Modulation of Gene Expression in Infrapatellar Fat Pad-Derived Mesenchymal Stem Cells in Osteoarthritis

Abstract

Aim In the osteoarthritis (OA) disease, all structures of the joint are involved. The infrapatellar Hoffa fat pad is rich in macrophages and granulocytes, which also represents a source of adipose mesenchymal progenitor cells (ASC) cells. In our study, we analyze how OA affects the ability of ASC-derived from Hoffa's fat pad to differentiate into chondrocytes. Material and methodology We took knee Hoffa's pad samples and adipose tissue from the proximal thigh from 6 patients diagnosed with severe OA and from another 6 patients with an anterior cruciate ligament (ACL) rupture without OA. From all the patients, we took subcutaneous adipose tissue from the thigh, as the control group. Samples of synovial fluid (SF) were also extracted. The gene expression was analyzed by real-time quantitative polymerase chain reaction. Results PTH1R and MMP13 expression during chondrogenic differentiation were similar between OA and ACL groups, while the expression of OPG, FGF2, TGFβ, MMP3 were significantly lower in the OA group. Exposure of differentiated ASC to OA SF induced an increase in the expression of OPG, PTH1R, and MMP13 and a decrease in the expression of FGF2 in cell culture of the ACL group. However, expression of none of these factors was altered by the OA synovial fluid in ASC cells of the OA group. Conclusion OA of the knee also affects the mesenchymal stem cells of Hoffa fat, suggesting that Hoffa fat is a new actor in the OA degenerative process that can contribute to the origin, onset, and progression of the disease.

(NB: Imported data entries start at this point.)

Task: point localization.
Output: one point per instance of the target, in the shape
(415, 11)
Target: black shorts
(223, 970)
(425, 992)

Keywords: cells; chondrocytes; cytokines and growth factors; diagnosis; mesenchymal stem cells; osteoarthritis; synovial fluid.

Figure 1.

Flow diagram.

Figure 2.

Contrast-phase microscopic image from fleshly isolated and primary cultured adipose stem cells (ASCs) on day 1 (A), day 7 (B), and day 14 (C). Response of primary cultured ASCs to specific cell lineage differentiation media. Control ASCs with basal medium (D); adipogenic differentiation by Oil Red staining of mesenchymal stem cells (MSCs) (E) Detection of osteogenic differentiation by Alizarin Red staining of MSCs (F).

Figure 3.

Flow cytometric analysis at day 7 on the surface expression of CD29-CD45 (a) and CD34-CD-90 (b) with the use of FITC and PE-conjugated antibodies. Representative data of primary cultured adipose stem cells (ASCs) obtained from one single patient are shown. The same results were verified in at least ASC samples from 5 different patients.

Figure 4.

Gene expression of OPG (A), PTHr1 (B), FGF2 (C), TGFβ (D), MMP3 (E), and MMP13 (F) at day 0, day 15, and day 28 of chondrogenic differentiation of mesenchymal stem cell (MSC) culture from Hoffa fat pad in osteoarthritic group (OA) (n = 6 patients) and anterior cruciate ligament rupture group (ACL) (n = 6 patients) (*P < 0.05).

Figure 5.

Gene expression of OPG (A), PTHr1 (B), FGF2 (C), TGFβ (D), MMP-3 (E), and MMP13 (F) at day 0, day 28, and day 29 after including osteoarthritic synovial fluid in the media of chondrogenic differentiation of mesenchymal stem cell (MSC) culture from Hoffa fat pad in the control group (extra-articular subcutaneous adipose tissue) (n = 6 patients), osteoarthritic group (OA) (n = 6 patients), and anterior cruciate ligament rupture group (ACL) (n = 6 patients) (*P < 0.05).